Pero, me diréis, ¿por qué, pues, la mayor parte de los
cristianos son tan insensibles e indiferentes a esa dicha hasta el punto de que
la desprecian, y llegan a burlarse de los que ponen su felicidad en hacerse de
ella participantes? -¡Ay!, Dios mío, ¿qué desgracia es comparable a la suya? Es
que aquellos infelices jamás gustaron una gota de esa felicidad tan inefable.
En efecto, ¡un hombre mortal, una criatura, alimentarse, saciarse de su Dios,
convertirlo en su pan cotidiano!.
¡Oh milagro de los milagros!. ¡Amor de los amores!
... ¡Dicha de las dichas, ni aún
conocida de los Ángeles!... ¡Dios mío!. ¡Cuánta alegría la de un cristiano cuya
fe le dice que, al levantarse de la Sagrada Mesa, llevase todo el cielo dentro
de su corazón! ... ¡Dichosa morada la de
tales cristianos!..., ¡Qué respeto deberán inspirarnos durante todo aquel día!
¡Tener en casa otro tabernáculo, en el cual habita el mismo Dios en cuerpo y
alma! ...
Pero, me dirá tal vez alguno, si es una dicha tan
grande el comulgar, ¿por que la Iglesia nos manda comulgar solamente una vez al
año?--Este precepto no se ha establecido para los buenos cristianos, sino para
los tibios o indiferentes, a fin de atender a la salvación de su pobre alma. En
los comienzos de la Iglesia, el mayor castigo que podía imponerse a los fieles
era el privarlos de la dicha de comulgar; siempre que asistían a la Santa Misa,
recibían también la Sagrada Comunión. ¡Dios mío!, ¿cómo pueden existir
cristianos que permanezcan tres, cuatro, cinco y seis meses sin procurar a su
pobre alma este celestial alimento? ¡La dejan morir de inanición! ... ¡Dios mío
cuánta ceguera y cuánta desdicha la suya¡... ¡Teniendo a mano tantos remedios
para curarla, y disponiendo de un alimento tan a propósito para conservarle la
salud!... Reconozcamos lo con pena, de nada se le priva a un cuerpo que, tarde
o temprano, ha de morir y ser pasto de gusanos y, en cambio, menospreciamos y
tratamos con la mayor crueldad a un alma inmortal, creada a imagen de Dios...
Previendo la Iglesia el abandono de muchos cristianos, abandono que los
llevaría hasta perder de vista la salvación de sus pobres almas, confiando en
que el temor del pecado les abriría los ojos, les impuso un precepto en virtud
del cual debían comulgar tres veces al año: por Navidad, por Pascua y por Pentecostés.
Pero, viendo más tarde que los fieles se volvían cada día más indiferentes,
acabó por obligarlos a cercarse a su Dios sólo una vez al año. ¡Oh, Dios mío!,
¡que ceguera, que desdicha la de un cristiano que ha de ser compelido por la
ley a buscar su felicidad!

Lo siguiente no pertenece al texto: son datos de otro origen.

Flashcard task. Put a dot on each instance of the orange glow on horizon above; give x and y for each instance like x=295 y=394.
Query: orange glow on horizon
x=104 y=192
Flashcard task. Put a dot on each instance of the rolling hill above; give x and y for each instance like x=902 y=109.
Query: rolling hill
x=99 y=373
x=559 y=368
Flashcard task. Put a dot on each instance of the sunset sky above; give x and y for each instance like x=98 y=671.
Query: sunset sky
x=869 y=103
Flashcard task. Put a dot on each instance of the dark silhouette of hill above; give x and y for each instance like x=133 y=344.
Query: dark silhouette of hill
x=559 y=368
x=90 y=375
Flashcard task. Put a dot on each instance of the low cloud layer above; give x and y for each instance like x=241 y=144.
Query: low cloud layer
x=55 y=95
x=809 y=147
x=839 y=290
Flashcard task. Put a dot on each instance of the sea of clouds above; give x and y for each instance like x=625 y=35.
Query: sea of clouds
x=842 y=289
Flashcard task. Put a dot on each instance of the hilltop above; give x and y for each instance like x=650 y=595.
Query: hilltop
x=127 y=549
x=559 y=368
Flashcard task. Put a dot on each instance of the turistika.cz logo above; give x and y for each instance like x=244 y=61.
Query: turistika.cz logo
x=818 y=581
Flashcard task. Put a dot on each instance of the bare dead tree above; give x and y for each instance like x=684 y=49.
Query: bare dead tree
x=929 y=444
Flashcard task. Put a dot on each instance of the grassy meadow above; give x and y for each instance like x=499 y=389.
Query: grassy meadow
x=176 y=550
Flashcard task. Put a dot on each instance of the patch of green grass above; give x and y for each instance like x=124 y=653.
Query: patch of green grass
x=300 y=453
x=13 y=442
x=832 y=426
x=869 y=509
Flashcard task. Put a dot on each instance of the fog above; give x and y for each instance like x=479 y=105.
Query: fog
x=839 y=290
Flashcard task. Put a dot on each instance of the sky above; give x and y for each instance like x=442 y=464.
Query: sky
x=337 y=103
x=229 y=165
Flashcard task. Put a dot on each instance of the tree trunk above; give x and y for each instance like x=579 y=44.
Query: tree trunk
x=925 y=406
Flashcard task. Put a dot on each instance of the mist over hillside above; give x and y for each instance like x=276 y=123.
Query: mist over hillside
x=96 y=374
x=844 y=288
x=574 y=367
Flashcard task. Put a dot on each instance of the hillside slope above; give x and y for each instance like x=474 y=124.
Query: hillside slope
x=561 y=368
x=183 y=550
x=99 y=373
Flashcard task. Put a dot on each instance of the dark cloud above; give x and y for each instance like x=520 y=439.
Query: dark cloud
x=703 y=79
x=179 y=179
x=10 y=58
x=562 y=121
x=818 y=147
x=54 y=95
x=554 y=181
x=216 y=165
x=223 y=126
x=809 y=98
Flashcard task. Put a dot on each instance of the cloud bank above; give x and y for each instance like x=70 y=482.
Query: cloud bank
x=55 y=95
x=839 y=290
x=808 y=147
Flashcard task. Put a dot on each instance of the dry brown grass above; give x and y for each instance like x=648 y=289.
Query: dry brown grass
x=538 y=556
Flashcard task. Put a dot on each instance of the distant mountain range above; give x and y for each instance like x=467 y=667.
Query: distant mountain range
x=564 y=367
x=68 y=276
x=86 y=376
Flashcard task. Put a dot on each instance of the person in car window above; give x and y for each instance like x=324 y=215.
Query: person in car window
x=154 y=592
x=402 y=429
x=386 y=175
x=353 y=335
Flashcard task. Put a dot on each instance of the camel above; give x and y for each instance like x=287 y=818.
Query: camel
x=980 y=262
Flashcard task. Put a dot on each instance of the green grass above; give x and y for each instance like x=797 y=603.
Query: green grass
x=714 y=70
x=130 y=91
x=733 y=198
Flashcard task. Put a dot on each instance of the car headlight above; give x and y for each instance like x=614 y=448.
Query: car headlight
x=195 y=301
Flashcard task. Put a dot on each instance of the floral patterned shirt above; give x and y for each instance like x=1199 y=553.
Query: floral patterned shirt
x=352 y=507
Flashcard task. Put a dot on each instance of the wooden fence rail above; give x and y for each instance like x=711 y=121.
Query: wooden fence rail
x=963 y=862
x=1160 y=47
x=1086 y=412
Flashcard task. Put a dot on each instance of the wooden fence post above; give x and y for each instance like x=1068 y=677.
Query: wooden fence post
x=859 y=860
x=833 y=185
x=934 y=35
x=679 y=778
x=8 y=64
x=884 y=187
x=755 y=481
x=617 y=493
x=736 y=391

Así es que, aunque no tengáis en vuestra conciencia
otro pecado que el de no cumplir con el precepto pascual, os habréis de
condenar. Pero decirme, ¿que provecho vais a sacar dejando que vuestra alma
permanezca en un estado tan miserable?... Si hemos de dar crédito a vuestras
palabras, estáis tranquilos y satisfechos ; pero, decidme, ¿donde podéis
hallarla esa tranquilidad y satisfacción?. ¿Será porque vuestra alma espera
sólo el momento en que la muerte va a herirla para ser después arrastrada al
infierno?. ¿Será porque el demonio es vuestro dueño y Señor?. ¡Dios mío!,
¡cuánta ceguera, cuánta desdicha la de aquellos que han perdido la fe!.